Bianco è, ora, il colore delle sue lacrime e di una mente prosciugata dagli arcobaleni.
Bianco è tutto ciò che vedono le sue pupille.
Un bianco accecante.
Salvatore sorride e piange mentre lo racconta. La sua storia è quella di tutti gli abitanti dell'isola di Sakhalin.
Si dice che chi arriva su questa isola dell'estremo oriente russo, all'inizio vede bene poi cade vittima di una epidemia chiamata acromatopsia, che fa confondere i colori.
Come è successo all'artista, il "signor B", che sulla tela voleva far brillare la bellezza della sua donna ma le tinge i fluenti capelli di color rosa scambiandolo per il giallo.

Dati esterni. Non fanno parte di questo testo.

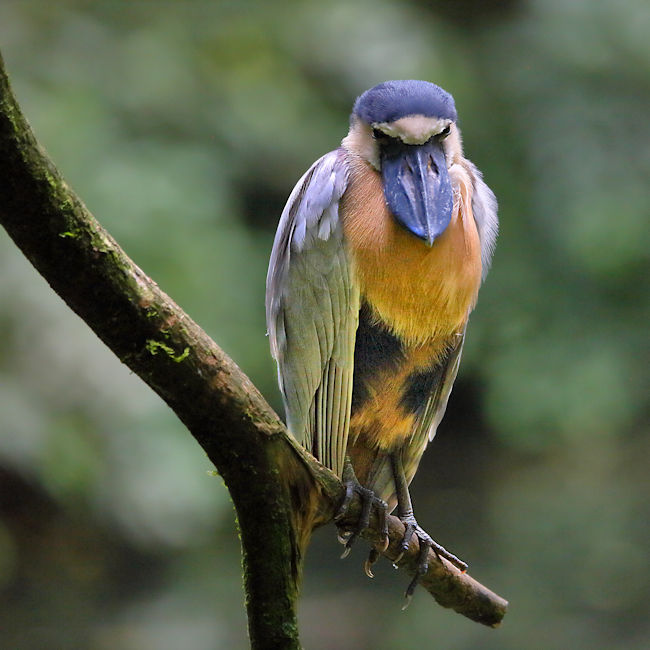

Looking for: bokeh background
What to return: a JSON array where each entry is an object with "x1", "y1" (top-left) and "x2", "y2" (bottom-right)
[{"x1": 0, "y1": 0, "x2": 650, "y2": 650}]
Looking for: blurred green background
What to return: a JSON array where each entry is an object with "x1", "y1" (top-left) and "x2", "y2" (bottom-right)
[{"x1": 0, "y1": 0, "x2": 650, "y2": 650}]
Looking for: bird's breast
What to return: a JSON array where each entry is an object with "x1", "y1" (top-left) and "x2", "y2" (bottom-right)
[{"x1": 340, "y1": 155, "x2": 481, "y2": 349}]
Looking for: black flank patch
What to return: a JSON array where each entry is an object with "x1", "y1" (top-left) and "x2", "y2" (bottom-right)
[{"x1": 351, "y1": 302, "x2": 404, "y2": 414}]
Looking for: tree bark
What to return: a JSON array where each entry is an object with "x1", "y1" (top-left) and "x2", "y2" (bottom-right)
[{"x1": 0, "y1": 49, "x2": 507, "y2": 648}]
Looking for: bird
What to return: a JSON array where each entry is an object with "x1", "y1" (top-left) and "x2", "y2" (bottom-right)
[{"x1": 266, "y1": 80, "x2": 498, "y2": 599}]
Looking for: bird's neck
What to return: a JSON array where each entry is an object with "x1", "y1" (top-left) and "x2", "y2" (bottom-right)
[{"x1": 340, "y1": 156, "x2": 481, "y2": 344}]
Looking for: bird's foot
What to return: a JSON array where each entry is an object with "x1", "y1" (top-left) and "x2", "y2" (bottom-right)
[
  {"x1": 334, "y1": 463, "x2": 388, "y2": 556},
  {"x1": 393, "y1": 517, "x2": 467, "y2": 609}
]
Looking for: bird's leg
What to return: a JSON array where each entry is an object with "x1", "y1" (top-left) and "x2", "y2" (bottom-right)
[
  {"x1": 390, "y1": 452, "x2": 467, "y2": 604},
  {"x1": 334, "y1": 456, "x2": 388, "y2": 556}
]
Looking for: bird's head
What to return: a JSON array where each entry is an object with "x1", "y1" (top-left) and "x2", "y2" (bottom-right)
[{"x1": 343, "y1": 80, "x2": 462, "y2": 246}]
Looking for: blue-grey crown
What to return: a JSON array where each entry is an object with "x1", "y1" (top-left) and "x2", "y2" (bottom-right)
[{"x1": 352, "y1": 79, "x2": 457, "y2": 124}]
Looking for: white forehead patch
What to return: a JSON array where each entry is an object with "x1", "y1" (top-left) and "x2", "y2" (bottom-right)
[{"x1": 373, "y1": 115, "x2": 451, "y2": 144}]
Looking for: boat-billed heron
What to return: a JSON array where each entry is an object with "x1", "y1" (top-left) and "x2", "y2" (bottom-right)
[{"x1": 266, "y1": 81, "x2": 498, "y2": 596}]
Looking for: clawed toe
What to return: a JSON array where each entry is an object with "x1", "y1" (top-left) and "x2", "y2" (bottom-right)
[{"x1": 395, "y1": 519, "x2": 467, "y2": 609}]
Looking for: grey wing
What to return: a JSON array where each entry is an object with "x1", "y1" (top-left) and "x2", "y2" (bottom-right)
[
  {"x1": 367, "y1": 332, "x2": 465, "y2": 511},
  {"x1": 266, "y1": 151, "x2": 359, "y2": 476}
]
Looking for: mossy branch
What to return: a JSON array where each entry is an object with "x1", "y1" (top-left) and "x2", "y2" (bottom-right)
[{"x1": 0, "y1": 48, "x2": 507, "y2": 648}]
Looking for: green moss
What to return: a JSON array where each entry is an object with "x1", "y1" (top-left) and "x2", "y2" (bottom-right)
[
  {"x1": 146, "y1": 339, "x2": 190, "y2": 363},
  {"x1": 59, "y1": 230, "x2": 81, "y2": 239}
]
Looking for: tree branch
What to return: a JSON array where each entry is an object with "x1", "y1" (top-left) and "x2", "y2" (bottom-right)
[{"x1": 0, "y1": 50, "x2": 507, "y2": 648}]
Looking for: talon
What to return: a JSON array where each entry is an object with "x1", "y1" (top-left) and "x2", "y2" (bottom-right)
[
  {"x1": 404, "y1": 573, "x2": 420, "y2": 606},
  {"x1": 336, "y1": 530, "x2": 352, "y2": 544},
  {"x1": 402, "y1": 593, "x2": 413, "y2": 611},
  {"x1": 363, "y1": 548, "x2": 379, "y2": 578}
]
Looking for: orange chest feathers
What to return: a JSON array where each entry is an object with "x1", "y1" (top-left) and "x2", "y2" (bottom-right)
[{"x1": 341, "y1": 156, "x2": 481, "y2": 344}]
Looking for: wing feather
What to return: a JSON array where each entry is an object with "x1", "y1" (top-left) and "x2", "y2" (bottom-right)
[{"x1": 266, "y1": 151, "x2": 359, "y2": 475}]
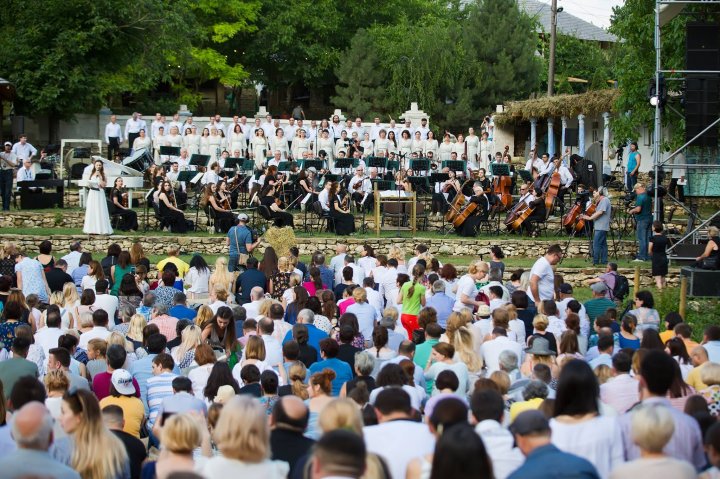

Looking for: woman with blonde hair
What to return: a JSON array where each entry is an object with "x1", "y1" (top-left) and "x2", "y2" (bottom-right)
[
  {"x1": 199, "y1": 396, "x2": 290, "y2": 479},
  {"x1": 142, "y1": 412, "x2": 209, "y2": 478},
  {"x1": 208, "y1": 256, "x2": 235, "y2": 299},
  {"x1": 59, "y1": 389, "x2": 130, "y2": 479},
  {"x1": 171, "y1": 324, "x2": 202, "y2": 369},
  {"x1": 126, "y1": 313, "x2": 147, "y2": 349}
]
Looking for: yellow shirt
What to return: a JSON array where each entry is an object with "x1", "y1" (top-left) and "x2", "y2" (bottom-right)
[
  {"x1": 157, "y1": 256, "x2": 190, "y2": 279},
  {"x1": 685, "y1": 363, "x2": 707, "y2": 391},
  {"x1": 100, "y1": 396, "x2": 145, "y2": 439},
  {"x1": 510, "y1": 398, "x2": 544, "y2": 423}
]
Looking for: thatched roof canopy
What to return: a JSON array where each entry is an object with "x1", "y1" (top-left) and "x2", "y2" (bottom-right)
[{"x1": 495, "y1": 89, "x2": 620, "y2": 124}]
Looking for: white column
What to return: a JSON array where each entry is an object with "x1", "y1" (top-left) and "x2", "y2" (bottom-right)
[
  {"x1": 530, "y1": 118, "x2": 537, "y2": 150},
  {"x1": 548, "y1": 118, "x2": 555, "y2": 158},
  {"x1": 603, "y1": 111, "x2": 610, "y2": 161}
]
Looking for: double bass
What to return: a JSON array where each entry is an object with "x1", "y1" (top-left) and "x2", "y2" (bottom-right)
[{"x1": 493, "y1": 145, "x2": 512, "y2": 211}]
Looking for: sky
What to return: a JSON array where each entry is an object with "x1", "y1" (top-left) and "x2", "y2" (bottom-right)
[{"x1": 540, "y1": 0, "x2": 624, "y2": 28}]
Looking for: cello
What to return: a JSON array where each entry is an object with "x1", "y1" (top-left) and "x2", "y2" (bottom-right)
[{"x1": 493, "y1": 145, "x2": 512, "y2": 211}]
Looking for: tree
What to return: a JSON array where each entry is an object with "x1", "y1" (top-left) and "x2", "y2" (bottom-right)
[
  {"x1": 463, "y1": 0, "x2": 542, "y2": 115},
  {"x1": 0, "y1": 0, "x2": 194, "y2": 140},
  {"x1": 610, "y1": 0, "x2": 688, "y2": 149}
]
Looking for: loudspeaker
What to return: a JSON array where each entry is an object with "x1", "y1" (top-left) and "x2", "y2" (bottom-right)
[{"x1": 565, "y1": 128, "x2": 579, "y2": 146}]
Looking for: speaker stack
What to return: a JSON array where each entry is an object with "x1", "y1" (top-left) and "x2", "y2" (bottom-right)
[{"x1": 685, "y1": 22, "x2": 720, "y2": 147}]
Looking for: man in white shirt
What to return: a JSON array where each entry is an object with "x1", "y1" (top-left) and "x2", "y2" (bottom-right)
[
  {"x1": 93, "y1": 279, "x2": 118, "y2": 324},
  {"x1": 12, "y1": 133, "x2": 37, "y2": 162},
  {"x1": 62, "y1": 241, "x2": 82, "y2": 276},
  {"x1": 330, "y1": 246, "x2": 347, "y2": 284},
  {"x1": 480, "y1": 328, "x2": 522, "y2": 376},
  {"x1": 258, "y1": 318, "x2": 283, "y2": 368},
  {"x1": 105, "y1": 115, "x2": 122, "y2": 161},
  {"x1": 17, "y1": 159, "x2": 35, "y2": 183},
  {"x1": 470, "y1": 389, "x2": 525, "y2": 479},
  {"x1": 526, "y1": 244, "x2": 562, "y2": 303},
  {"x1": 78, "y1": 309, "x2": 111, "y2": 351},
  {"x1": 35, "y1": 311, "x2": 64, "y2": 366},
  {"x1": 242, "y1": 286, "x2": 265, "y2": 319},
  {"x1": 125, "y1": 112, "x2": 147, "y2": 148},
  {"x1": 363, "y1": 388, "x2": 435, "y2": 479}
]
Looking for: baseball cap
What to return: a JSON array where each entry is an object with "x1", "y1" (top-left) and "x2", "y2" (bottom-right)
[
  {"x1": 510, "y1": 409, "x2": 550, "y2": 436},
  {"x1": 110, "y1": 369, "x2": 135, "y2": 396}
]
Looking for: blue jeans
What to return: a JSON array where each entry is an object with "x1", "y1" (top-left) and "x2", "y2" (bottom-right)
[
  {"x1": 593, "y1": 230, "x2": 607, "y2": 265},
  {"x1": 636, "y1": 218, "x2": 652, "y2": 261}
]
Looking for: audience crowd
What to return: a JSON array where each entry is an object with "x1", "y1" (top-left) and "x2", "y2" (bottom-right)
[{"x1": 0, "y1": 241, "x2": 720, "y2": 479}]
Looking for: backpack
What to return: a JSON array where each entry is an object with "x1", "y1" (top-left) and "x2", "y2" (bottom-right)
[{"x1": 612, "y1": 274, "x2": 630, "y2": 301}]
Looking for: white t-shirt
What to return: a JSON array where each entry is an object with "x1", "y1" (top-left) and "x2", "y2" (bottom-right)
[
  {"x1": 453, "y1": 274, "x2": 477, "y2": 311},
  {"x1": 527, "y1": 256, "x2": 555, "y2": 303}
]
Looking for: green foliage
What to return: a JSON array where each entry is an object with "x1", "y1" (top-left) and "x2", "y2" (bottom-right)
[{"x1": 610, "y1": 0, "x2": 692, "y2": 149}]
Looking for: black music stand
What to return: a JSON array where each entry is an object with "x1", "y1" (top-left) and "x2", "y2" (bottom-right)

Chi arriva sull'isola viene portato nella cosiddetta "sezione A", dove mischia il colore della sua storia, dei suoi capelli, dei suoi occhi, della sua pelle, con quello di tanti altri. Finchè la sua storia si stinge, i suoi capelli, la sua pelle e i suoi occhi, diventano bianchi e inizia a vedere tutto bianco. Allora viene portato nella "sezione B", quella dei ciechi che vedono solo bianco, quella del candore dell'isola di ghiaccio, uguale per tutti, senza sfumature, senza zone d'ombra. Un bianco che è, allo stesso tempo, senza intimità e senza affetti.
Non c'è scampo.
Un medico, venuto a fare ricerche sull'isola per capire l'origine di questo male, scopre che è una cecità che non dipende dagli occhi. Gli occhi sono organi passivi, come l'obiettivo di una macchina fotografica. A guidarli è il cervello, la regia che ordina all'obiettivo fotografico di ingrandire, ridurre o semplicemente fissare, l'immagine. La vista del bianco è il riflesso dell'anemia mentale.
Queste vite, condannate a rimanere sull'isola per dieci-venti-trenta anni-per tutta la vita, sono raccontate nello spettacolo teatrale dal titolo "Viaggio all'isola di Sakhalin".
Ad interpretare l'opera è una trentina di detenuti della Compagnia del Reparto G8 del carcere di Rebibbia che scontano pene di lunga durata, alcuni l'ergastolo. Attraverso il copione teatrale, i detenuti ritinteggiano le loro giornate "di fuori", conservando i loro nomi, quelli delle loro mogli, dei figli; assumono la responsabilità di "un ruolo" e, con l'immaginazione, travalicano le sbarre.